知識教育から智慧の教育へ

日本の高等教育を見直そうという機運が盛り上がっている。今までは、知識偏重の教育であったが、それでは主体性や創造性といった、社会に貢献するうえで必須な能力が育たないからだという。今更そんなことを気付いたのかい、と呆れる一方であるが、どんなふうに教育を変えていくのか、お手並み拝見といきたい。明治維新以降、欧米の列強に負けじと、それまで綿々と続いてきた智慧の教育を切り捨ててしまい、近代教育を導入して、富国強兵の為に必要な知識や技能を修得する教育を始めたのである。そして、その傾向は、戦後に益々強くなり、人間として最も大切な思想哲学さえも切り捨ててしまったのである。それなのに、どのような手法で、知識から智慧の教育を展開しようとするのか、今の文科省のキャリア官僚が主導してそれを行なうならば、非常に難しいだろうと言わざるを得ない。

何故ならば、文科省のキャリア官僚を含めた行政マンたちが、今までの教育の間違いにまったく気付いていないからである。さらに、自分たちも近代教育を受けてきた当の本人であるし、高等教育までも受けているから、知識偏重の教育こそが必要だと信じて疑わないからである。ましてや、今の教育制度における過度の競争を勝ち抜いてきたのがキャリア官僚なのだから、知識を沢山身につけた者が勝ち組だという固定観念に捉われているのは間違いない。それをいまさら知識偏重教育を否定して、主体性や創造性を身につける教育をしようとしても、どうしていいのか解らないのは当然である。自分でも主体性や創造性を持ち得てないのだから、それを教育する手段なんて思いつかないのは当然である。

そもそも「ゆとり教育」として数年前に掲げた教育方針が間違っていたからと、以前の詰め込み教育に逆戻りしてしまったばかりなのである。あのゆとり教育が何故失敗したのか、本当の理由を知ろうともせず、ただ単に教育水準が低下したからという理由だけで、方針をいとも簡単に変更したのである。文科省のお役人たちが、知識教育から智慧の教育に変更するやり方を考え出せるとは思えないのである。さらに、こういう知識教育から智慧の教育にシフトする方法を、文科省のお役人だけでは考えられないから、外部の教育制度審議会に諮るだろうと思われる。その審議会委員のメンバーもまた、大学教授とか青少年教育の専門家であり、近代教育の弊害をまともに引き受けてきた人たちなのである。やはり、主体性や自発性を持たない人なのだから、それらを身につける方法などを、考え出せるとは到底思えないのである。

それでは何故、近代教育というものが主体性・自発性・責任性・創造性を育てることが出来なかったのであろうか。

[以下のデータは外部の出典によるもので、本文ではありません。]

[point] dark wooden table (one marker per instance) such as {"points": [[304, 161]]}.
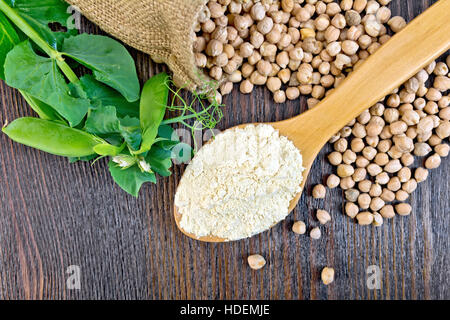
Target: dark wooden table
{"points": [[54, 214]]}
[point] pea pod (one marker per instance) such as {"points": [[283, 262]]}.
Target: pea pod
{"points": [[152, 109], [106, 149], [52, 137]]}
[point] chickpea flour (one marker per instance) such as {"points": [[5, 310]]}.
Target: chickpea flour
{"points": [[240, 184]]}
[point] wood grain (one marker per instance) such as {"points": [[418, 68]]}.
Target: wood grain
{"points": [[54, 214]]}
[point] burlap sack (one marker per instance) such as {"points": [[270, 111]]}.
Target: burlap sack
{"points": [[162, 28]]}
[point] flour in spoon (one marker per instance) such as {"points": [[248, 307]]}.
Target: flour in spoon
{"points": [[240, 184]]}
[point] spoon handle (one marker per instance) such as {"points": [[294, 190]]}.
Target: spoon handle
{"points": [[418, 44]]}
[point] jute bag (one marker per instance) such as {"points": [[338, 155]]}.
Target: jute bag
{"points": [[162, 28]]}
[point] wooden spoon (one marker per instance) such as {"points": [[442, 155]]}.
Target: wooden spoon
{"points": [[417, 45]]}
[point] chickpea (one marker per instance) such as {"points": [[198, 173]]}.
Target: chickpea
{"points": [[351, 209], [387, 212], [403, 209], [279, 96], [292, 93], [397, 23], [327, 275], [333, 181], [364, 218], [421, 174], [246, 86], [315, 233], [256, 261], [299, 227], [323, 216], [433, 161]]}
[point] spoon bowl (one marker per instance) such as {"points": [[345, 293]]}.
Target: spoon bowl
{"points": [[399, 59]]}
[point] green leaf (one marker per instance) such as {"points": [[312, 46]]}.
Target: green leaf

江戸時代以前の庶民や武士たちは、主体性・自発性・創造性を豊かに発揮していた。ところが、明治以降近代教育の制度を取り入れてから、知識偏重の教育になったせいもあり、主体性・自発性を発揮できる人間を育てることが出来なくなってしまったのである。ましてや、近代教育は要素還元主義が基本である。つまり、物事や事象を、一つ一つの要素に細分化して考えるという手法を取り入れたのである。当然、全体を見るということを観点がなくなったし、物事や事象を細かく分析して、客観性を持って批評的・批判的に観察するということしか出来なくなったのである。学校教育において、徹底して客観的なものの観方を叩き込まれたのだから、主体性を持てないのは当然である。

だから、近代教育、とりわけ優秀な高等教育を受けた人ほど、客観的合理性を持つ人間になってしまったのである。この客観的合理性というのが、実に困った人間を創り出す。批判的に観るという癖がついた人間は、主体性や自発性を発揮できないばかりか、身勝手で冷たく、相手の気持ちに共感できなくなり、相手の気持ちになりきって物事を考えることが出来なくなってしまうのである。智慧というのは、客観的合理性の教育では身につかない。客観的合理性、要素還元主義の教育というのは、言い換えると自我人格を育てる教育である。自己を育てるという教育をして来なかったツケが、今ふりかかってしまい、主体性や創造性を発揮出来ない若者を大量に生み出してしまったのである。

客観的合理性の教育が不必要だと言うつもりはないが、あまりにも知識偏向の教育にシフトするのは危険である。文科省は、哲学や思想などの価値観教育は高等教育では不要であり、国立大学では理工系の教育に主力を置こうとしている。国益を向上するには、智慧の教育よりも知識の教育が必要だと主張しているのである。しかし、主体性や創造性を育てる教育、人間教育としての思想哲学教育とも言える、自己を育てる教育こそが、今必要とされているのである。正しい価値観を身に付ける教育こそが、智慧の教育である。様々な教育問題が起きている今こそ、知識偏向の教育から智慧を育てる教育に変える時期に来ているのだと確信している。